The draft policy has been developed with input from all three levels of government, Federal Government agencies, and members from the Urban Policy Forum, chaired by Professor Barbara Norman.

The Federal Government said that it recognises the importance of community input to build thriving urban areas. 

Interested parties can have their say via a survey, providing a submission, or attending consultation sessions.

The government said that it will consider all feedback prior to finalising the National Urban Policy in consultation with the state and territory governments and urban policy experts. 

For more information on the National Urban Policy and to have a say, visit www.infrastructure.gov.au/national-urban-policy

Federal Minister for Infrastructure, Transport, Regional Development and Local Government, Catherine King, said that Australia’s urban communities are experiencing demographic change, the structure of the economy is shifting, many parts of the country are experiencing extreme weather events and technology is quickly reshaping how Australians go about their day-to-day lives.  

“How we manage these challenges and take advantage of these opportunities will have significant implications on the future of our country – economically, socially and environmentally,” Ms King said. 
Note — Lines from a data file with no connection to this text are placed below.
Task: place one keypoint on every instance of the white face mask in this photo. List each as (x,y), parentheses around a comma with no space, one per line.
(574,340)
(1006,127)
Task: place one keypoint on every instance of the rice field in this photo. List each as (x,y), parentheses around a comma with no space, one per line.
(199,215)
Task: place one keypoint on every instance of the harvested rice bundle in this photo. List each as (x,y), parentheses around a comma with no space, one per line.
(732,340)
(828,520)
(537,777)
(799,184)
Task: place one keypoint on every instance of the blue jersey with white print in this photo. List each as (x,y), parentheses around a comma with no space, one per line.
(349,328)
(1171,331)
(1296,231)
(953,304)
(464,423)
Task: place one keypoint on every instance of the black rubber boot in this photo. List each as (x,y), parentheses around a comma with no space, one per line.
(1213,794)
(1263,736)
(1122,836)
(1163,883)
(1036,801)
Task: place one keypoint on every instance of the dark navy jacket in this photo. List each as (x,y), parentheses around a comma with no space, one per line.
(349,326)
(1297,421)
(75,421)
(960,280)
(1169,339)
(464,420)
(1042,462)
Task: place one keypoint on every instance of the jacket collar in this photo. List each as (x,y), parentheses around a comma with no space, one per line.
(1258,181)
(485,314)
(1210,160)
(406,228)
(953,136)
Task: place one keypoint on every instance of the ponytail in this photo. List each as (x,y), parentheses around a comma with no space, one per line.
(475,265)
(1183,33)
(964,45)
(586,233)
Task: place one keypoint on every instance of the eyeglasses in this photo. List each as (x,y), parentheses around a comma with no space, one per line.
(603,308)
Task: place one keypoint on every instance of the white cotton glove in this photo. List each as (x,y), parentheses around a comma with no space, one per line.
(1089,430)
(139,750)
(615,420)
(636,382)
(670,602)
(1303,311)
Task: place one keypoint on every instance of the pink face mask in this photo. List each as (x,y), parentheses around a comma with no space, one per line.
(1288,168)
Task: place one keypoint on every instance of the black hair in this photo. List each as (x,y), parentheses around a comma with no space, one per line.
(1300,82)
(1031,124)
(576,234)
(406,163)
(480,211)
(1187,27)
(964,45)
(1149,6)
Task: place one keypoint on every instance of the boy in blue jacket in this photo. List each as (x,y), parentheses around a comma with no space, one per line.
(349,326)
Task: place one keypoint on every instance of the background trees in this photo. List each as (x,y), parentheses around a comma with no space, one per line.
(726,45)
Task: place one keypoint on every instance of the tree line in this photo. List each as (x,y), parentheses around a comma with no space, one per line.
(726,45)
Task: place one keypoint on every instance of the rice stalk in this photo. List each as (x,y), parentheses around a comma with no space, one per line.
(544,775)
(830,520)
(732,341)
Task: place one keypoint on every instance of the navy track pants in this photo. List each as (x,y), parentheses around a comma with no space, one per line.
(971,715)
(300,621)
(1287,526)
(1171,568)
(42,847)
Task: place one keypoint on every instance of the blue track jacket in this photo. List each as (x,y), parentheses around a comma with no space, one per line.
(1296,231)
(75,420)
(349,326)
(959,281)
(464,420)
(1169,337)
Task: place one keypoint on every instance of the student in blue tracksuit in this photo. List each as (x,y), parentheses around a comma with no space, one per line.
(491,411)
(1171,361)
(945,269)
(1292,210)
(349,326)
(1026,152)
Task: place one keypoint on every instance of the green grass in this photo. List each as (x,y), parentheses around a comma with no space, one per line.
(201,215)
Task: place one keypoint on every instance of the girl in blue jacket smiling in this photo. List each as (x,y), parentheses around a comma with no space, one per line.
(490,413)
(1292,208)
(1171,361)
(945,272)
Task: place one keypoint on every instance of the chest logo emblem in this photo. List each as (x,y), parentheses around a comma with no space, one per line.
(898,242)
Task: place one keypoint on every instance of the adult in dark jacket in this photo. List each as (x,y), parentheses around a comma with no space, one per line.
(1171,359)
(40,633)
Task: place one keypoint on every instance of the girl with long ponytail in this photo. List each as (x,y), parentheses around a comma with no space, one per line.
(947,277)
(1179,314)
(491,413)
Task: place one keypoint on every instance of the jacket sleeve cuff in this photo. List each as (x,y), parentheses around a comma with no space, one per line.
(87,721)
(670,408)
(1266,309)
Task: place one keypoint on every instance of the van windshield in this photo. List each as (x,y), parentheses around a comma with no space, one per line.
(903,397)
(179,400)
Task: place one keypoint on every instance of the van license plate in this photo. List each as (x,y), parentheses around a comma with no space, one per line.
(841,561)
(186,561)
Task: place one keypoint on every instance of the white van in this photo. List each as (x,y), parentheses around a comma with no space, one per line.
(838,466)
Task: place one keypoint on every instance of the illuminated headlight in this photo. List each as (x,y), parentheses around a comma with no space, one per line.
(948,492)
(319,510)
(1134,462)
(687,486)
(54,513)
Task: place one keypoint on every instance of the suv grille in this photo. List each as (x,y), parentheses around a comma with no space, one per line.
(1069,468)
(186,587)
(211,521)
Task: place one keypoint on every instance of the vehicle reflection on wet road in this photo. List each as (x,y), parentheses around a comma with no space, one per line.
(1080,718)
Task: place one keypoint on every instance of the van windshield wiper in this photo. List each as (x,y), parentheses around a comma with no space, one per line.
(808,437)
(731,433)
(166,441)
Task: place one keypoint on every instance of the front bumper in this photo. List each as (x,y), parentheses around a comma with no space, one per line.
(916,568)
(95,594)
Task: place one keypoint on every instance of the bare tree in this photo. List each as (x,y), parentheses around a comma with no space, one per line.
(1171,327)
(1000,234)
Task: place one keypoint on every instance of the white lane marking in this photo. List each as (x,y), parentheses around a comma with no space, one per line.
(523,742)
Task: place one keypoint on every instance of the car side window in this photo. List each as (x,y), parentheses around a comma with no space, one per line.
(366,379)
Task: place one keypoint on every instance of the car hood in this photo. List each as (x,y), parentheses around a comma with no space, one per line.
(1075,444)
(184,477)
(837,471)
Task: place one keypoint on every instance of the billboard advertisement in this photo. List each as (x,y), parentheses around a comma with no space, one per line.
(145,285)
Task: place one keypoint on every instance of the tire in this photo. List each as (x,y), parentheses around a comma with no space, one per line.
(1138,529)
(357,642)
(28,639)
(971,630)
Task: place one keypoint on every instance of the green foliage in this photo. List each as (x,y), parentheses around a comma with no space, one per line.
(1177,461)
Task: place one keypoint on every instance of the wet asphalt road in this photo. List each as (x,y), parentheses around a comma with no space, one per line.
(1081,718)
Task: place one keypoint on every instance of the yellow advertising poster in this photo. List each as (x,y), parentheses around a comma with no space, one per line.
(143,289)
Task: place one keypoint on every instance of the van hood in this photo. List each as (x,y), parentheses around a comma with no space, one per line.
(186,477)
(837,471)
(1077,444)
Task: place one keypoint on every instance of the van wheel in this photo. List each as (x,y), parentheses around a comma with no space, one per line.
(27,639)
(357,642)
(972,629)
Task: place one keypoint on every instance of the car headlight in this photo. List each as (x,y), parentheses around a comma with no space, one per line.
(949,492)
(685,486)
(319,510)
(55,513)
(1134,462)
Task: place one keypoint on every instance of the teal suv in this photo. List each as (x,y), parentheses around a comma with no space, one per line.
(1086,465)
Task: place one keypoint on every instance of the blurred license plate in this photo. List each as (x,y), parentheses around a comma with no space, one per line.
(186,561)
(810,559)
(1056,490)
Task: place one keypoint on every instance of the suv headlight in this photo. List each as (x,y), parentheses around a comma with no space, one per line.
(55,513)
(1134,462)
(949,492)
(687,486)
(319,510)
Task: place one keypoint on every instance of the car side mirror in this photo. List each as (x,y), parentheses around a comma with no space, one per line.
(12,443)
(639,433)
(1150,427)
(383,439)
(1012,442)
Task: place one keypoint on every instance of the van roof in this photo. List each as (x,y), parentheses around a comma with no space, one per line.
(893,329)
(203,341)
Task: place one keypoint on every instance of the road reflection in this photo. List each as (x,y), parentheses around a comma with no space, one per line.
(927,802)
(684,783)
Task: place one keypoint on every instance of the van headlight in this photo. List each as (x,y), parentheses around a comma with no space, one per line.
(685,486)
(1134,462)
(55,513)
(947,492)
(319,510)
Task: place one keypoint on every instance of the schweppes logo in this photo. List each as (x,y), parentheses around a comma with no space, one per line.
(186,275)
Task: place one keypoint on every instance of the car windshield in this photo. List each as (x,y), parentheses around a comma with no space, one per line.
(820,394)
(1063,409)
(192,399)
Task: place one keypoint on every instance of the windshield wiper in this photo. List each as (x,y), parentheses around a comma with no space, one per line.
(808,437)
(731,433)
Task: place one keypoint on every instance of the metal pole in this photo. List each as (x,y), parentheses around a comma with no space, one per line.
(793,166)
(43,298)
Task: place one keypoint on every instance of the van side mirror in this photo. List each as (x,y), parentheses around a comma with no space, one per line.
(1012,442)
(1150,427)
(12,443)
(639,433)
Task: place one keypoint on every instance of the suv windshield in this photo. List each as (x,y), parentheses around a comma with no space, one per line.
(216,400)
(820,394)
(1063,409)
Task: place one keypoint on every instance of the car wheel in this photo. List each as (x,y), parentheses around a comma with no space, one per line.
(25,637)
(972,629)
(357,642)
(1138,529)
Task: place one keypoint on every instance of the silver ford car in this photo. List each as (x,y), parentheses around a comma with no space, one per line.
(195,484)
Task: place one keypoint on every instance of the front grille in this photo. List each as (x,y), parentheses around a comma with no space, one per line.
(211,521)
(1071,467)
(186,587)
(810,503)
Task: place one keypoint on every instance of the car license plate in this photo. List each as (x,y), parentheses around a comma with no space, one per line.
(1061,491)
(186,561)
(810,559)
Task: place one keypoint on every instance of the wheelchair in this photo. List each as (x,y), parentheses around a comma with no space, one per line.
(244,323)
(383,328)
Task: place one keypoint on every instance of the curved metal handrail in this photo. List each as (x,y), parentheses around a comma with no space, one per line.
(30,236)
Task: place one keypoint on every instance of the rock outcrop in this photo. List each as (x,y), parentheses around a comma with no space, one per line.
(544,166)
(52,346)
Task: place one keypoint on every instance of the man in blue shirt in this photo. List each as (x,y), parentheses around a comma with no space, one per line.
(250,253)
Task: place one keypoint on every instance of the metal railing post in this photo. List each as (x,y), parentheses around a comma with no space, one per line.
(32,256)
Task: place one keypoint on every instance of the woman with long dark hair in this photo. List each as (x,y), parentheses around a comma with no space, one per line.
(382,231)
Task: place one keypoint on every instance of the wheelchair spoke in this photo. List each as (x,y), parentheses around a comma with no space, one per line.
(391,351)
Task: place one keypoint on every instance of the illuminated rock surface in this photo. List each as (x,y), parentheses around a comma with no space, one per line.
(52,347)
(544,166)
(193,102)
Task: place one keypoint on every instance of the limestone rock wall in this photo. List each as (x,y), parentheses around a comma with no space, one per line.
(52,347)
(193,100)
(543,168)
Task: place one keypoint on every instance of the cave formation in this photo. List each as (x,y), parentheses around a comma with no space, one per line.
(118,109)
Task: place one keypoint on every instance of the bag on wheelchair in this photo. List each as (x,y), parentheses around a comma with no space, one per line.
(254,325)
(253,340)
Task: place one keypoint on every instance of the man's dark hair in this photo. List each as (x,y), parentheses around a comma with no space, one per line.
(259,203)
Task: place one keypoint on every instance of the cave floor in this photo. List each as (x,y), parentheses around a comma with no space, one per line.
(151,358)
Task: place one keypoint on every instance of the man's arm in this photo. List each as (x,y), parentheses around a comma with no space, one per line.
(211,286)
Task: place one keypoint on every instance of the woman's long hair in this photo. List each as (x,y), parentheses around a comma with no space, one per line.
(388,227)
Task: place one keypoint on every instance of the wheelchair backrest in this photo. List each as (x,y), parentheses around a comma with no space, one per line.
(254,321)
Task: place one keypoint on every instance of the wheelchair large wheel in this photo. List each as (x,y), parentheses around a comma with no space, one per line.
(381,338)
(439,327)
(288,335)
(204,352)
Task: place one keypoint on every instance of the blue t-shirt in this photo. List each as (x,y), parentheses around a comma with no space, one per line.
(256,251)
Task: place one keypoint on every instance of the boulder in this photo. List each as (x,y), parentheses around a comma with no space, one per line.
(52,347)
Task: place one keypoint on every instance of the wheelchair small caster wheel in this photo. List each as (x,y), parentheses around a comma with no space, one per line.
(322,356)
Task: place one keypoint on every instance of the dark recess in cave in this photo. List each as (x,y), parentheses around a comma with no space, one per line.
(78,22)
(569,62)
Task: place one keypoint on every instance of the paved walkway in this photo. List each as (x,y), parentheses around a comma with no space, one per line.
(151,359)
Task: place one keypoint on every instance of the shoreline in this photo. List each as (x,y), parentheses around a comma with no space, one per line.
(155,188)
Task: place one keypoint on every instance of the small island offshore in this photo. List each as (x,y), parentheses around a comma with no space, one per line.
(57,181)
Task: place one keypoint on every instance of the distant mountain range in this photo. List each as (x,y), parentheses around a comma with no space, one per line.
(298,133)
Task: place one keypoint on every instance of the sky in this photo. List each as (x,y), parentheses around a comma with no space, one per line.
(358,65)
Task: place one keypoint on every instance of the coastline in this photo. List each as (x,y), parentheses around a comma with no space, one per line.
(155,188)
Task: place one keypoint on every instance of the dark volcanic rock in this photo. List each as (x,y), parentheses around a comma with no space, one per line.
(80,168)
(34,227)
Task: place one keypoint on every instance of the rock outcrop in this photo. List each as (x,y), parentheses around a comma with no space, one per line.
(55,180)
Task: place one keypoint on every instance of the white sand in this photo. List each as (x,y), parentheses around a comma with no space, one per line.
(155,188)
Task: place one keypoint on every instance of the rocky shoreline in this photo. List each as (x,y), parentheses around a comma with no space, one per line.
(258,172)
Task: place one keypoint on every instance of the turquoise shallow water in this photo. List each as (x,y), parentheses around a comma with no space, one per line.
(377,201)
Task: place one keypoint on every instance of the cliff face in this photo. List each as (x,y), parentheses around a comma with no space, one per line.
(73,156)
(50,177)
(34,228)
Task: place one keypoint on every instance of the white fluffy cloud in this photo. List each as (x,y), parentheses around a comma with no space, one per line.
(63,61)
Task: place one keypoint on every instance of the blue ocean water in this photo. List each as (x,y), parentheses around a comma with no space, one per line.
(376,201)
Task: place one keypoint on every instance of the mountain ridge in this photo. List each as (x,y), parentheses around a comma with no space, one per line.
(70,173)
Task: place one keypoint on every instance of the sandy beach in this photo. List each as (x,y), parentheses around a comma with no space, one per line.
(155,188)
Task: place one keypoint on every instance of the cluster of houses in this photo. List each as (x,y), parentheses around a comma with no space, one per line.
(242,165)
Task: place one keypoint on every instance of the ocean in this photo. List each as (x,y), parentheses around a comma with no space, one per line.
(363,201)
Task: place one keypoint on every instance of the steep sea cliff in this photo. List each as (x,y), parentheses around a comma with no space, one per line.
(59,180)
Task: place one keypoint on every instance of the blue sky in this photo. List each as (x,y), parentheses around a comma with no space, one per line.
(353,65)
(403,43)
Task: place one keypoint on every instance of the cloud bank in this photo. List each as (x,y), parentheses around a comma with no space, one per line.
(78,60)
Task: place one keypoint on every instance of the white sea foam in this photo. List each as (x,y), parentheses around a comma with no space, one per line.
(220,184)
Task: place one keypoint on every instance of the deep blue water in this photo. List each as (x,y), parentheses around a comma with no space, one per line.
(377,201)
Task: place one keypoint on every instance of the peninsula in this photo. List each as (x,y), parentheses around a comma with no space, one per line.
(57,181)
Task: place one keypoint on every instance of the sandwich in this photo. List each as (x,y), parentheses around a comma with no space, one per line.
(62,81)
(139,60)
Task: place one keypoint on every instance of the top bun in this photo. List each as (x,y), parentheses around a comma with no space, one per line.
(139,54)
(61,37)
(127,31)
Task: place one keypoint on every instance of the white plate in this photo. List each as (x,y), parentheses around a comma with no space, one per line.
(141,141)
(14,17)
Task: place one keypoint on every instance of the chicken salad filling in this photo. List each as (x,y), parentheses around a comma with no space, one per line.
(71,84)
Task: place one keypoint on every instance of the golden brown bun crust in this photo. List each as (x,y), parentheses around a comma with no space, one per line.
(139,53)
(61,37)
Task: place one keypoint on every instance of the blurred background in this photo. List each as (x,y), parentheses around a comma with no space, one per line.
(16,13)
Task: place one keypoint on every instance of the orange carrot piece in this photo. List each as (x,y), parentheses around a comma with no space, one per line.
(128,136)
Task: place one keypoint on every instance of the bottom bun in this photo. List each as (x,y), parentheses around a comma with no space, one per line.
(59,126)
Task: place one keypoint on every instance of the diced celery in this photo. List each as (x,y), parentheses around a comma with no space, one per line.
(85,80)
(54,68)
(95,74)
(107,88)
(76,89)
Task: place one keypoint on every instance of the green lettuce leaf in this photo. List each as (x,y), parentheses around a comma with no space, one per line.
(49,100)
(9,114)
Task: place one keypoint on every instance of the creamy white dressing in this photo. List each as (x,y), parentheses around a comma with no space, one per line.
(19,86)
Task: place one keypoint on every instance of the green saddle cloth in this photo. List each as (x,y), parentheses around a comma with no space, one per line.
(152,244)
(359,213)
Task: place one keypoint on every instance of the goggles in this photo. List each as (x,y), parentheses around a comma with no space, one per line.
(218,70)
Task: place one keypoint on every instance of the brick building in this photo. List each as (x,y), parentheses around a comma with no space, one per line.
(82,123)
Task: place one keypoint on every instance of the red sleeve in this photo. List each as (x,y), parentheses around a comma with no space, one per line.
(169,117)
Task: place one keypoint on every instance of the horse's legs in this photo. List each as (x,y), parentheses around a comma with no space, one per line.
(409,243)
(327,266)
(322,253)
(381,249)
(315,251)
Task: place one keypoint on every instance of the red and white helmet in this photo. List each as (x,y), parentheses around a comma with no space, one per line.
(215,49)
“The National Urban Policy presents a critical chance to create sustainable and adaptive cities and suburbs that meet the needs of the community now and into the future.”

Urban Policy Forum chair, Professor Barbara Norman, said that this policy is a very positive contribution recognising that there can be competing objectives in delivering housing targets, protecting good agricultural land, space for urban infrastructure, managing disaster risk and climate change, renewable energy and more. 

“The principles provide a pathway for reconciling these challenges when developing a sustainable urban future,” Ms Norman said. 

“The policy opens a conversation on how we can link international to state to local, and better coordinate across governments and ensure that as we face these challenges, we follow a more sustainable pathway.”